After seven years in prison, a popular self-published novel, starting her own publishing company, and new novel set to come from Simon & Schuster, Vickie Stringer, author and founder and publisher of Triple Crown Publications, is the reigning queen of urban fiction, a hot new African-American book category.
Stringer hardly looks like the mistress of hardcore urban crime fiction, a genre that is a contemporary version of the classic 1970s crime fiction popularized by writers like Donald Goines and Iceberg Slim, updated with a hardcore gangsta rap sensibility. At BookExpo America, African-American booksellers were constantly citing growing sales of urban fiction titles, and many retailers and publishers said the titles attract the elusive black male reader in addition to black women.

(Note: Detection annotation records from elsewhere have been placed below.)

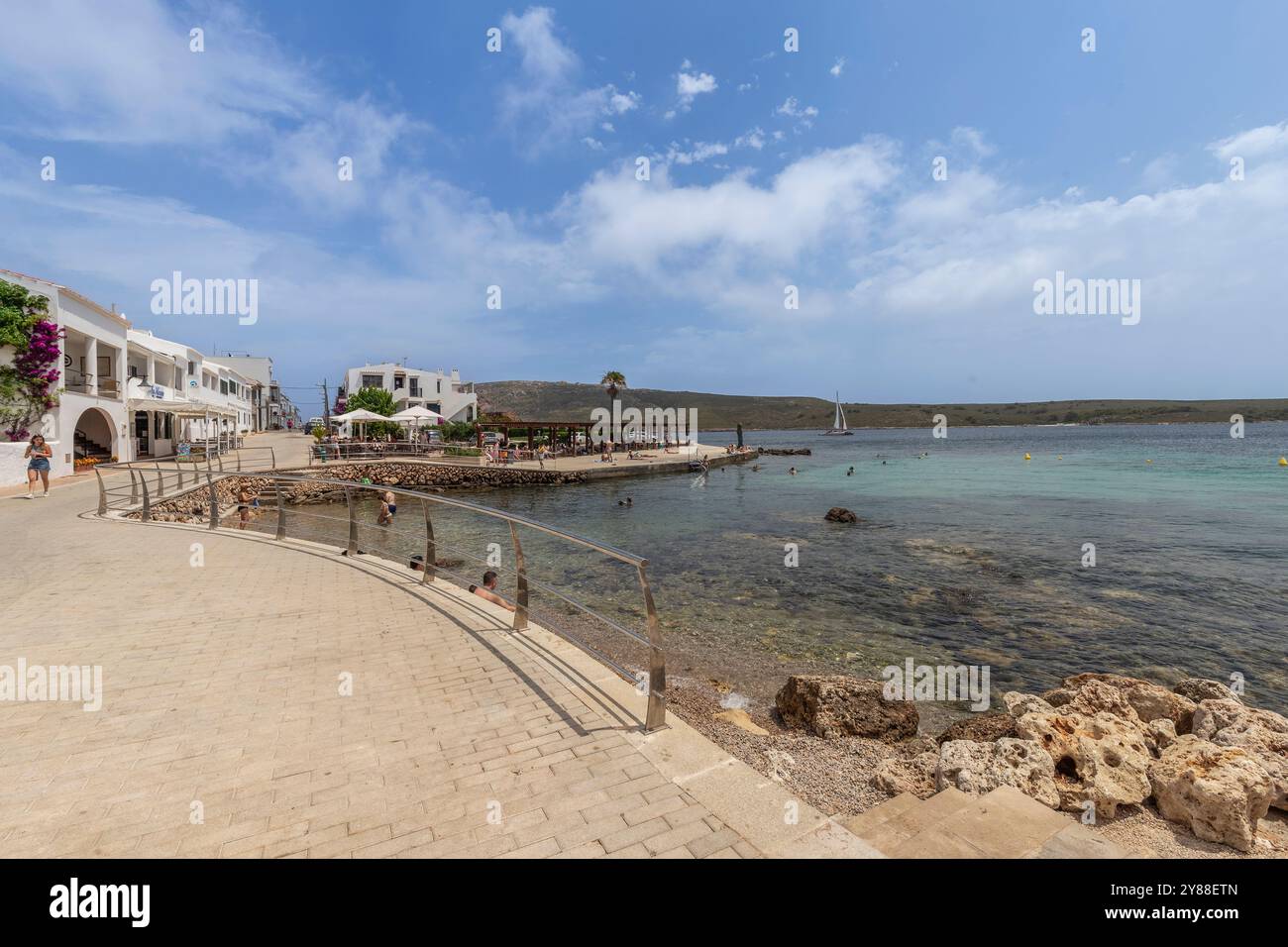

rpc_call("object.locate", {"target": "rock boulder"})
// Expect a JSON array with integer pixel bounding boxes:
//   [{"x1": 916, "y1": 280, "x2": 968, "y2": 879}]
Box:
[
  {"x1": 935, "y1": 737, "x2": 1060, "y2": 809},
  {"x1": 935, "y1": 712, "x2": 1019, "y2": 745},
  {"x1": 1015, "y1": 707, "x2": 1154, "y2": 818},
  {"x1": 1149, "y1": 734, "x2": 1272, "y2": 852},
  {"x1": 774, "y1": 674, "x2": 919, "y2": 742},
  {"x1": 1193, "y1": 698, "x2": 1288, "y2": 810}
]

Despite a "nice middle-class background" in Detroit, said Stringer, she was curious about "thug life," fell in love with a drug dealer and, in 1994, was sentenced to seven years in a federal prison for money laundering. "Seven years gives a person a lot of time to reflect," Stringer said. Encouraged by her lawyer, Stringer wrote a novel, Let That Be the Reason, based on her life.
Out of prison and working at fast-food restaurants, she sent the book out to publishers and got 26 rejections. So Stringer self-published Reason and sold 1,500 copies in three weeks. Before long, other would-be authors who were writing in the same urban fiction vein approached her about publishing their novels. So she "went to the library and read up on how to be a publisher."
After selling more than 30,000 copies of Reason, she published the novel Gangsta: An Urban Tragedy by K'wan, which quickly sold about 10,000 copies. Then she "published another, then another and another. Each book paid for the next book," she said. "I realized that traditional publishers were sleeping on these books."
The result of all those books is Stringer's publishing house, Triple Crown Publications, based in Columbus, Ohio. The house has a staff of nine and has morphed into a publishing house/literary agency—in addition to a straight-to-video production house as she makes plans to turn her books into films. Stringer now has 14 authors who have published 21 books at TCP and collectively sold more than 300,000 copies. She's also sent four TCP authors off to mainstream houses (she's their agent), among them Random House and St. Martin's.
Stringer's next novel, Imagine This, is due out from S&S's Atria Books in August. She told PW she's in negotiation to start her own imprint—much like black erotica queen Zane's Strebor Books—at S&S. S&S spokesperson Adam Rothberg confirmed the talks, emphasizing that nothing has been decided. "We're been very happy with our arrangement with Strebor," said Rothberg, "and we remain open to similar deals." Plus, Stringer claimed to PW, she will lure "a big-name black author to Triple Crown next year."
But some black booksellers have complained that her books glorify drug dealing and crime. Stringer, however, called her books "cautionary tales," and said they "are for the people in the streets. Hip-hop lit—parents hate it, kids want it and publishing can't hide from it."